Our bus reaches the distillery where that legitimate mezcal is made. It’s a simple, open-air facility you could lovingly call rustic. Bougainvilla grows wildly at the front gate next to Gem&Bolt’s spray painted logo. We meet Ignacio “Nacho” Martinez, the fourth generation mezcalero in charge of the drink's production. While Adrina and Coon once infused damiana into mezcal, they now work with Martinez to distill mezcal with damiana (think of it like gin—the damiana is put in a basket inside of the still, allowing its essential oils to join forces with the agave spirit as its distilled).

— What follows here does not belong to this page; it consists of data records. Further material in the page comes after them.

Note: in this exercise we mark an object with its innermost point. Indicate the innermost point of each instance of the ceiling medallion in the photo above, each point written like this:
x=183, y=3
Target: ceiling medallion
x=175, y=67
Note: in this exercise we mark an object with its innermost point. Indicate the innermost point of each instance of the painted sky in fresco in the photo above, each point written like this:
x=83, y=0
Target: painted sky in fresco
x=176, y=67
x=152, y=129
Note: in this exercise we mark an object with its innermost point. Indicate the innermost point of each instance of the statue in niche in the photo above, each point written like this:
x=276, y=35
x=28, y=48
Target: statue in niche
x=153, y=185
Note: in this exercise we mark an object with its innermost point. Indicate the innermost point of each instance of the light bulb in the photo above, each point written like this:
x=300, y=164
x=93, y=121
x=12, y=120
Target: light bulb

Reyes shows us exactly how that’s done on a tour of the property, explaining every detail from the roasting of harvested agave hearts to checking the alcohol percentage of the finished product. While this facility serves its purpose for now, the company is working on inventing the most environmentally sustainable mezcal-making operation possible. The trick is to change it enough to make it greener, while preserving tradition and keeping costs low. They want to impact the industry by coming up with something that can be adapted by others cheaply. “Innovation is key in Oaxaca,” Reyes tells us. "We love to learn from the outside world and adapt.”

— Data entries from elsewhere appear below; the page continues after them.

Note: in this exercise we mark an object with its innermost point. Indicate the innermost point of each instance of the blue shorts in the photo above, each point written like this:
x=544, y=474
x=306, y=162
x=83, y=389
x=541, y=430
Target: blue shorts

The following night, we board another bus en route to an abandoned hacienda outside of Oaxaca City. The air smells like dust and smoke as we rumble through the dark rural landscape past donkeys and gas stations. I was having deja vu. It was two years ago I made a similar journey for a similar party. Adrina and Coon throw an annual bacchanal to celebrate Day of the Dead, and I had attended the artfully orchestrated party in 2016. The night had been a blur of face paint, marigolds, throbbing bass, and mezcal, although moments stand out in my mind vividly like scenes from a movie. Like when a woman I’d read about in Vanity Fair flowed across the dance floor toward me the only way someone in an 8-foot-wide feathered Aztec headdress could: majestically. She had chocolate-covered mushrooms portioned for microdosing, and was sharing her psychedelic bounty with other intricately dressed partygoers.

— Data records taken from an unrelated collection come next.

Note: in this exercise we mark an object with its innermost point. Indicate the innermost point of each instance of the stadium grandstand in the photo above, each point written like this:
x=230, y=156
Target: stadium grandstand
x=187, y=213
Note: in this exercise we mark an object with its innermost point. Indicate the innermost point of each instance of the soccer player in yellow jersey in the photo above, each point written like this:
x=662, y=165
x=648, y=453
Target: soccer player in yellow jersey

The parties are important. After all, the mezcal would not exist if it hadn’t been Adrina and Coon’s prowess for hosting elaborate events. Gem&Bolt is both a lifestyle and an aphrodisiac-laced mezcal. We reach the sprawling, overgrown estate bathed in soft golden lights. At check-in, we’re given glass flasks for mezcal drinking, and a damiana tincture to set the mood. The party is a feast for the senses immediately. A man walks around with smoking copal incense. There are alters to those who passed this year, like Anthony Bourdain. There’s a massive set up of Oaxaca delicacies, and even more massive art instillations. The dance floor—if you can call a large lawn a dance floor—is alive with bejeweled and feathered bodies. It’s exactly the kind of production you could expect from Adrina and Coon; ornate but not try-hard, over-the-top but just enough.

The mezcal or maybe the damiana is working. We get happy and stay happy.